Breast cancer is relatively rare among younger individuals, with 1.8% of all diagnoses occurring in patients aged 20 to 34 years old and 8.7% occurring in those aged 35 to 44 years old. Adolescent and young adult (AYA) patients, representing those aged 15 to 39 years old, are relatively understudied.
“Breast cancer is the leading cause of cancer-related death among females in this age category,” wrote study authors led by Brittany L. Murphy, MD, MS, of the Mayo Clinic in Rochester, Minnesota.
The authors aimed to characterize the patient and treatment characteristics of AYA patients, using the National Cancer Database. They identified a total of 46,265 AYA patients with stages 0-3 breast cancer diagnosed between 2010 and 2015 and compared these with 169,423 patients aged 40 to 49 years.
AYA patients presented with higher stage disease.

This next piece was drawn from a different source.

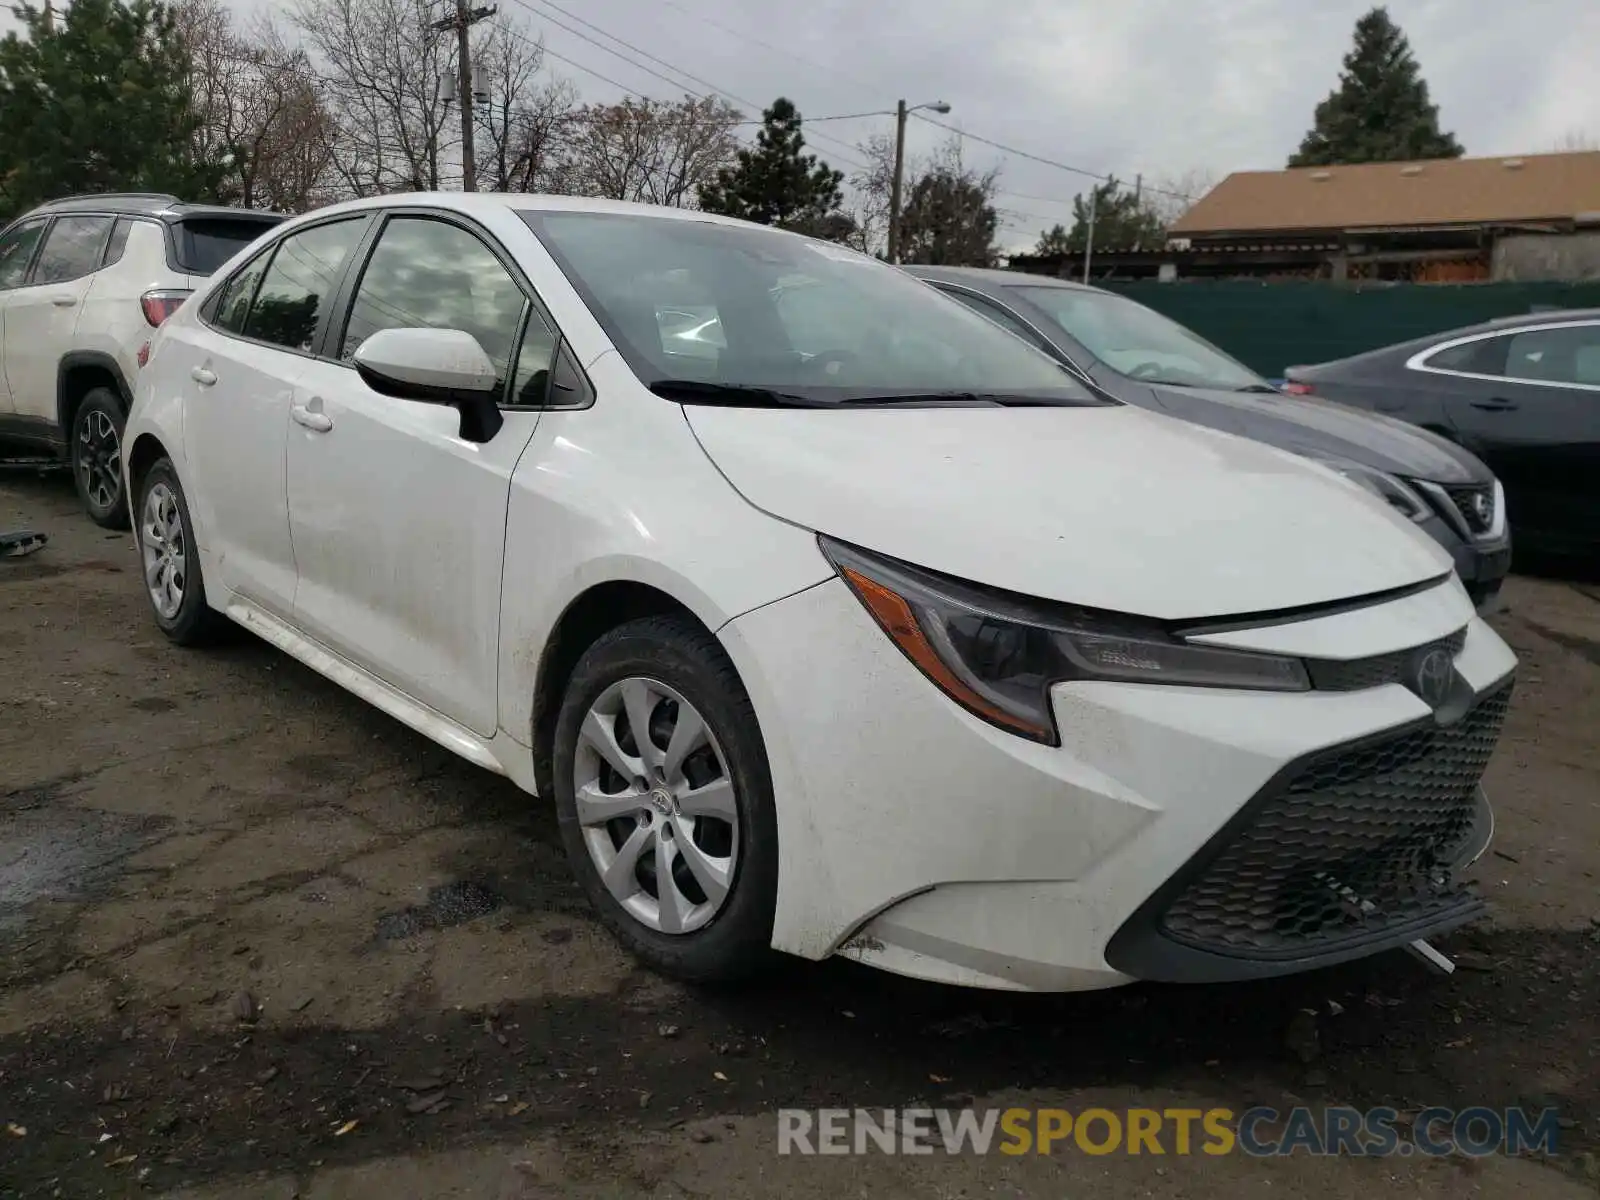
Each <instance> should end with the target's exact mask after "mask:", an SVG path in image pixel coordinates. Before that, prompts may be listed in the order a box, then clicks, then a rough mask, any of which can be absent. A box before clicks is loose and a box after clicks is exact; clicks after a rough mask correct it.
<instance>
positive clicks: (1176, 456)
mask: <svg viewBox="0 0 1600 1200" xmlns="http://www.w3.org/2000/svg"><path fill="white" fill-rule="evenodd" d="M123 445H125V446H126V448H128V453H126V456H125V462H126V467H125V470H126V494H128V496H130V504H131V509H133V518H134V530H136V538H138V546H139V552H141V555H142V563H144V578H146V581H147V584H149V598H150V605H152V608H154V613H155V621H157V624H158V626H160V627H162V629H163V630H165V632H166V635H168V637H171V638H173V640H174V642H179V643H192V642H198V640H202V638H203V637H205V635H206V634H211V632H214V630H216V627H218V626H219V624H222V622H224V619H230V621H234V622H238V624H240V626H245V627H246V629H250V630H253V632H256V634H259V635H261V637H264V638H266V640H267V642H272V643H274V645H277V646H280V648H282V650H283V651H286V653H290V654H293V656H294V658H298V659H301V661H304V662H307V664H309V666H310V667H314V669H315V670H320V672H323V674H325V675H328V677H330V678H333V680H336V682H338V683H341V685H342V686H346V688H349V690H350V691H354V693H355V694H358V696H362V698H363V699H366V701H370V702H371V704H374V706H378V707H379V709H382V710H384V712H387V714H390V715H394V717H395V718H398V720H402V722H405V723H406V725H410V726H413V728H414V730H418V731H421V733H422V734H426V736H429V738H432V739H435V741H437V742H440V744H443V746H446V747H450V749H451V750H454V752H456V754H459V755H462V757H466V758H469V760H472V762H475V763H478V765H480V766H483V768H486V770H490V771H498V773H502V774H506V776H510V778H512V779H514V781H515V782H517V784H518V786H522V787H523V789H526V790H528V792H531V794H538V795H541V797H550V798H554V808H555V813H554V819H557V821H558V822H560V829H562V835H563V840H565V845H566V851H568V856H570V859H571V867H573V870H574V872H576V875H578V878H579V880H581V882H582V886H584V890H586V891H587V894H589V896H590V898H592V901H594V904H595V907H597V909H598V912H600V914H602V917H603V918H605V922H606V923H608V925H610V928H611V930H613V931H614V933H616V936H618V938H621V939H622V942H626V944H627V946H629V947H630V949H632V950H634V952H635V954H638V955H640V957H642V958H643V960H645V962H648V963H651V965H654V966H656V968H659V970H664V971H669V973H672V974H677V976H680V978H686V979H725V978H731V976H738V974H741V973H744V971H747V970H750V968H752V966H755V965H758V963H760V962H763V958H765V957H766V952H768V950H770V949H778V950H786V952H790V954H797V955H803V957H808V958H822V957H827V955H834V954H838V955H848V957H853V958H858V960H861V962H866V963H874V965H877V966H883V968H888V970H893V971H899V973H904V974H912V976H922V978H926V979H939V981H947V982H958V984H976V986H986V987H1010V989H1053V990H1070V989H1086V987H1104V986H1112V984H1120V982H1126V981H1130V979H1168V981H1200V979H1238V978H1254V976H1267V974H1278V973H1286V971H1298V970H1306V968H1310V966H1318V965H1323V963H1331V962H1338V960H1344V958H1354V957H1358V955H1365V954H1371V952H1376V950H1382V949H1389V947H1397V946H1406V944H1413V942H1421V941H1422V939H1424V938H1427V936H1430V934H1434V933H1438V931H1442V930H1448V928H1451V926H1454V925H1459V923H1462V922H1466V920H1469V918H1472V917H1474V915H1477V914H1478V912H1480V910H1482V902H1480V901H1478V899H1477V898H1475V896H1474V893H1472V891H1470V890H1469V888H1467V886H1464V885H1462V883H1461V882H1459V878H1458V874H1459V870H1461V867H1462V866H1464V864H1466V862H1469V861H1470V859H1472V858H1475V856H1477V854H1478V853H1482V850H1483V846H1485V843H1486V842H1488V837H1490V829H1491V824H1493V822H1491V816H1490V811H1488V803H1486V798H1485V795H1483V790H1482V787H1480V776H1482V773H1483V768H1485V763H1486V762H1488V758H1490V754H1491V750H1493V749H1494V742H1496V738H1498V734H1499V730H1501V722H1502V718H1504V715H1506V707H1507V699H1509V691H1510V683H1512V672H1514V667H1515V659H1514V656H1512V653H1510V651H1509V650H1507V648H1506V645H1504V643H1502V642H1501V638H1499V637H1496V635H1494V632H1491V629H1490V627H1488V626H1486V624H1483V621H1480V619H1478V618H1477V616H1475V614H1474V608H1472V602H1470V600H1469V598H1467V594H1466V590H1464V589H1462V586H1461V582H1459V581H1458V579H1456V578H1454V576H1453V574H1451V570H1450V560H1448V558H1446V557H1445V554H1443V550H1440V549H1438V547H1437V546H1435V544H1434V542H1432V541H1429V539H1426V538H1422V536H1419V534H1418V533H1416V530H1414V528H1413V526H1411V525H1410V522H1406V520H1405V517H1402V515H1398V514H1394V512H1390V510H1389V509H1387V507H1386V506H1384V504H1382V502H1381V501H1379V499H1376V498H1373V496H1370V494H1368V493H1366V491H1365V490H1362V488H1358V486H1357V485H1354V483H1350V482H1347V480H1344V478H1342V477H1339V475H1338V474H1334V472H1331V470H1326V469H1323V467H1318V466H1314V464H1309V462H1306V461H1302V459H1298V458H1293V456H1290V454H1286V453H1280V451H1275V450H1270V448H1266V446H1262V445H1258V443H1253V442H1246V440H1242V438H1235V437H1230V435H1226V434H1214V432H1208V430H1203V429H1198V427H1194V426H1189V424H1181V422H1178V421H1171V419H1166V418H1162V416H1157V414H1150V413H1144V411H1141V410H1138V408H1131V406H1125V405H1118V403H1115V402H1112V400H1109V398H1106V397H1101V395H1091V394H1090V392H1086V390H1083V387H1082V386H1080V384H1077V382H1074V379H1072V378H1069V376H1067V374H1066V373H1064V371H1062V370H1061V368H1058V366H1056V365H1054V363H1053V362H1050V360H1046V358H1045V357H1043V355H1040V354H1037V352H1035V350H1032V349H1030V347H1027V346H1024V344H1022V342H1021V341H1018V339H1016V338H1013V336H1011V334H1008V333H1005V331H1003V330H1000V328H998V326H995V325H992V323H990V322H987V320H984V318H982V317H979V315H976V314H973V312H970V310H968V309H965V307H962V306H960V304H957V302H955V301H952V299H949V298H946V296H941V294H939V293H936V291H934V290H933V288H930V286H926V285H925V283H920V282H918V280H915V278H910V277H909V275H906V274H904V272H901V270H898V269H894V267H888V266H885V264H880V262H877V261H874V259H870V258H866V256H861V254H856V253H853V251H850V250H843V248H840V246H837V245H830V243H822V242H814V240H810V238H805V237H798V235H794V234H786V232H779V230H774V229H766V227H758V226H749V224H742V222H738V221H728V219H720V218H712V216H706V214H702V213H690V211H677V210H658V208H645V206H634V205H621V203H608V202H595V200H579V198H558V197H531V195H395V197H384V198H378V200H362V202H352V203H346V205H334V206H331V208H325V210H318V211H315V213H310V214H307V216H302V218H298V219H294V221H290V222H286V224H283V226H278V227H277V229H274V230H272V232H270V234H269V235H267V237H264V238H262V240H259V242H256V243H254V245H253V246H251V248H250V250H248V251H245V253H242V254H240V256H238V258H237V259H234V261H232V262H230V264H227V266H226V267H224V269H222V270H219V272H218V274H216V277H214V280H213V283H211V285H210V286H208V288H205V290H202V291H198V293H197V294H195V296H194V298H190V299H189V301H187V302H186V304H184V306H182V307H181V309H179V310H178V312H176V314H174V315H173V317H170V318H168V320H166V322H165V325H162V328H160V331H158V333H157V336H155V342H154V346H152V352H150V358H149V365H147V366H146V368H144V370H142V373H141V378H139V384H138V398H136V402H134V406H133V413H131V416H130V418H128V429H126V435H125V442H123ZM1419 949H1421V947H1419ZM530 952H531V950H530Z"/></svg>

Among those patients aged 15 to 29 years, 48.2% presented with clinical stage 2 breast cancer and 17.3% presented with stage 3 disease. For those aged 30 to 39 years, those rates were 43.8% for stage 2 and 13.6% for stage 3; for the control patients aged 40 to 49 years, the rates were 29.9% and 7.7%, respectively (P < 0.001 for each pairwise comparison).
HER2-positive disease was more common among younger patients as well. In those aged 15 to 29 years, 29.9% had HER2-positive breast cancer; in those aged 30 to 39 years, that rate was 25.5%, while it was 18.6% in those aged 40 to 49 years (P < 0.001).
TNBC was also more common. In the three age groups, the rate of TNBC was 23.7%, 20.9%, and 13.8%, respectively (P < 0.001). More patients in the 40 to 49 years group presented with hormone receptor-positive/HER2-negative disease.
Among patients who were treated with primary surgery, AYA patients were more likely to undergo mastectomy (69.2%) than patients in their forties (49.5%; P < 0.001). Mastectomy was most common among the youngest group, at 75.4%, compared to those aged 30 to 39 years (68.5%; P < 0.001). Similarly, AYA patients were more likely to be treated with chemotherapy if they had invasive disease than patients aged 40 to 49 years (P < 0.001).
The treatment decisions, according to the authors, “may reflect recommendations and/or patient preferences for more aggressive treatment based on age rather than tumor biology.”
Experts note that the management of breast cancer in younger patients is complicated by considerations such as fertility preservation and pregnancy, and by the fact that AYA patients are underrepresented in most clinical trials. In Annals of Surgical Oncology earlier this year, authors led by Pridvi Kandagatla, MD of the University of Michigan, wrote that management of breast cancer in younger patients requires a multidisciplinary approach.
“Future trials and studies should focus on increasing treatment options for young cancer patients,” they wrote.